On Linux, use certutil to modify Chrome's NSS DB:

# Install certutil if needed
sudo apt install libnss3-tools

# Find Chrome's cert DB (default locations)
~/.pki/nssdb
~/.config/google-chrome/Default
~/.config/chromium/Default

Then import your CA:

certutil -d sql:$HOME/.pki/nssdb -A -t "C,," -n "Company Root CA" -i /path/to/RootCA.crt

Check Chrome's certificate viewer (click the lock icon > Certificate) to verify:

  1. The complete certificate chain is visible
  2. Each CA in the chain shows as "Trusted"

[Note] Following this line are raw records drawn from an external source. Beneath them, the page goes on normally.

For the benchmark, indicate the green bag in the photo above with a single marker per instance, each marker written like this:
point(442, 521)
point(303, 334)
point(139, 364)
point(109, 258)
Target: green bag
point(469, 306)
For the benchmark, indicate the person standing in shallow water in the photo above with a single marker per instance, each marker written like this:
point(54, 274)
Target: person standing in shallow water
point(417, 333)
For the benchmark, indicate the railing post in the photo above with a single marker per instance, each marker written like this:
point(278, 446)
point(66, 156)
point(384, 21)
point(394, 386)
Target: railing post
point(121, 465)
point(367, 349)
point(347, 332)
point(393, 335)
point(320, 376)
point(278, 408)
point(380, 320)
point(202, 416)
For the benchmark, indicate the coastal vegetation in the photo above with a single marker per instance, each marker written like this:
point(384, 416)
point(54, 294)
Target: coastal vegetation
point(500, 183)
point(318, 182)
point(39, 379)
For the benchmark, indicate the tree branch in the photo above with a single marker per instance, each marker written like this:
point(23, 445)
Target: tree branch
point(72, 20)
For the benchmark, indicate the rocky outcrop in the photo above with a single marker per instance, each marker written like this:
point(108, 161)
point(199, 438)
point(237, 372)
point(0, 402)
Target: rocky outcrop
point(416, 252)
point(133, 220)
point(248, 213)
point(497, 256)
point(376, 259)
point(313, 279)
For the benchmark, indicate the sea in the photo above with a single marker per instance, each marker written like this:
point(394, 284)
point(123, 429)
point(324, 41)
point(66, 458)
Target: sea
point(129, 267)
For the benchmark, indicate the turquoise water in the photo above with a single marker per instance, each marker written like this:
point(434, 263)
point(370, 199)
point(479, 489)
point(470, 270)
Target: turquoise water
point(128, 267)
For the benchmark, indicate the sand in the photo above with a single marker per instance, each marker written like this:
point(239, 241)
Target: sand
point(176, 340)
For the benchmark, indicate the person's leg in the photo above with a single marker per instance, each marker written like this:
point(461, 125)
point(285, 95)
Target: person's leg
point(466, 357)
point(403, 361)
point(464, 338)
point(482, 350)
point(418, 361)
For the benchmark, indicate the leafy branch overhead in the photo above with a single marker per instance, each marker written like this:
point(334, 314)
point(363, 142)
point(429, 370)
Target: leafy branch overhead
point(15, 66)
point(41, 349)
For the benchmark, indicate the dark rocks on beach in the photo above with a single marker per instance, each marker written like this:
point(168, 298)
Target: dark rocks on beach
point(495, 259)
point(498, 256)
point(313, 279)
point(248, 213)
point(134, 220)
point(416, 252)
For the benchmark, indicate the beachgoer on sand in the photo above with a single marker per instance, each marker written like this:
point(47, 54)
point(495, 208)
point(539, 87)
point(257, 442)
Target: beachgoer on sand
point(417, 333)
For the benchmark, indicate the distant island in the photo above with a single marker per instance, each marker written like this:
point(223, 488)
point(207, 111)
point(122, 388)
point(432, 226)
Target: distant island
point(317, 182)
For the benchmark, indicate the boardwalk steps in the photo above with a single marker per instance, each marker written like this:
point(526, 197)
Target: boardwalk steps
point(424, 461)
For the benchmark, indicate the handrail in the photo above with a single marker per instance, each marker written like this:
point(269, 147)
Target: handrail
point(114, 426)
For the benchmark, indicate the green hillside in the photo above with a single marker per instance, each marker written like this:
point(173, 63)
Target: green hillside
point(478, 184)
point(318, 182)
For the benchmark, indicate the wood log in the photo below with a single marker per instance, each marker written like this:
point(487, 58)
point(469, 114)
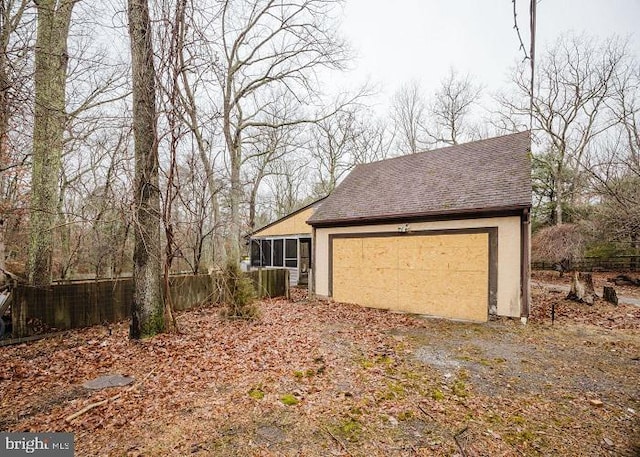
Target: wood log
point(609, 294)
point(624, 280)
point(582, 288)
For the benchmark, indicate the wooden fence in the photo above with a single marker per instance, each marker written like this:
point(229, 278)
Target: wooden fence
point(617, 263)
point(85, 303)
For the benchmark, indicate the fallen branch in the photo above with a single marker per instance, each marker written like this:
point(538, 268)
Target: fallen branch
point(425, 412)
point(87, 408)
point(342, 445)
point(456, 436)
point(72, 417)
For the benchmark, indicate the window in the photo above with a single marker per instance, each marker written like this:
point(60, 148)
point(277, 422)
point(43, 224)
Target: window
point(266, 253)
point(255, 253)
point(291, 253)
point(278, 254)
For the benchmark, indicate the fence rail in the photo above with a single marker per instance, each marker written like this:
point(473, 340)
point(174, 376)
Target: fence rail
point(85, 303)
point(617, 263)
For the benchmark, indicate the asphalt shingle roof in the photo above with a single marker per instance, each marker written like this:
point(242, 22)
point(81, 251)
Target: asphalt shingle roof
point(485, 175)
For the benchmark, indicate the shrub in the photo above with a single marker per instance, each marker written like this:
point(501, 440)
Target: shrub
point(239, 294)
point(560, 244)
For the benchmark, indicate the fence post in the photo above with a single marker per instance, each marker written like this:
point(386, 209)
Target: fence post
point(19, 313)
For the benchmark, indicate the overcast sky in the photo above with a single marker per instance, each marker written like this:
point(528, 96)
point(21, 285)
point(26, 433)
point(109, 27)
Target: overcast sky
point(400, 40)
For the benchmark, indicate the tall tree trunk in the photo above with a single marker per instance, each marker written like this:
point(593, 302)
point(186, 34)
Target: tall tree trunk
point(147, 317)
point(558, 194)
point(51, 59)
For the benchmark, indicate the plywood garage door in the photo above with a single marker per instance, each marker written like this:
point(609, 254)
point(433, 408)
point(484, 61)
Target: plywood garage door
point(443, 275)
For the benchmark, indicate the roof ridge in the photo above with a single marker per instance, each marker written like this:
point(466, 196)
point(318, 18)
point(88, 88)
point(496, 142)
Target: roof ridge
point(444, 148)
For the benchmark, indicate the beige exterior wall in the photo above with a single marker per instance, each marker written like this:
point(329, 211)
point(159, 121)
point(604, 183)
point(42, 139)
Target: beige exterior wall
point(508, 290)
point(296, 224)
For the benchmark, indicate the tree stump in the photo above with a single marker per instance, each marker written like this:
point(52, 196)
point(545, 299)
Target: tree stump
point(582, 288)
point(609, 294)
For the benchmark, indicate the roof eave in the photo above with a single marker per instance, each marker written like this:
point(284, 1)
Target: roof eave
point(423, 216)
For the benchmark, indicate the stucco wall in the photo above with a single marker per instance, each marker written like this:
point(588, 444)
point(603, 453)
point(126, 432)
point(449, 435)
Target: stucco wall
point(508, 290)
point(293, 225)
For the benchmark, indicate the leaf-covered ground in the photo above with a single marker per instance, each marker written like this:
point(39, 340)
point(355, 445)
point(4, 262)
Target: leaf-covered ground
point(313, 378)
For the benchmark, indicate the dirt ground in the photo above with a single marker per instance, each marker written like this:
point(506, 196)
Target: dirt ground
point(313, 378)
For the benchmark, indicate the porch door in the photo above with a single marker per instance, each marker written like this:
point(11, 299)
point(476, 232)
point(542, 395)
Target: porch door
point(305, 261)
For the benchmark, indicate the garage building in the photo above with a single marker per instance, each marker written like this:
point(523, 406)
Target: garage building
point(443, 232)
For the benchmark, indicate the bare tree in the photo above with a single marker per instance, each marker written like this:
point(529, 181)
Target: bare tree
point(450, 110)
point(334, 146)
point(409, 116)
point(51, 59)
point(268, 44)
point(148, 317)
point(15, 33)
point(568, 105)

For advanced debugging, launch Chrome with:

google-chrome --user-data-dir=/tmp/chrome-test --ssl-key-log-file=~/ssl-key.log

For development environments, you can:

1. Add exception in Chrome:

chrome://flags/#allow-insecure-localhost

2. Use certutil for all users:

for dir in /home/*/.pki/nssdb; do
  certutil -d sql:"$dir" -A -t "C,," -n "Company Root CA" -i /path/to/RootCA.crt
done

For enterprise deployments, consider:

  • Creating a .deb package that deploys your CA
  • Using Group Policy (Windows) or MCX (macOS)
  • Setting up proper PKI with intermediate CAs

Remember that Chrome 58+ requires certificates to have proper Subject Alternative Names (SANs) even for internal domains.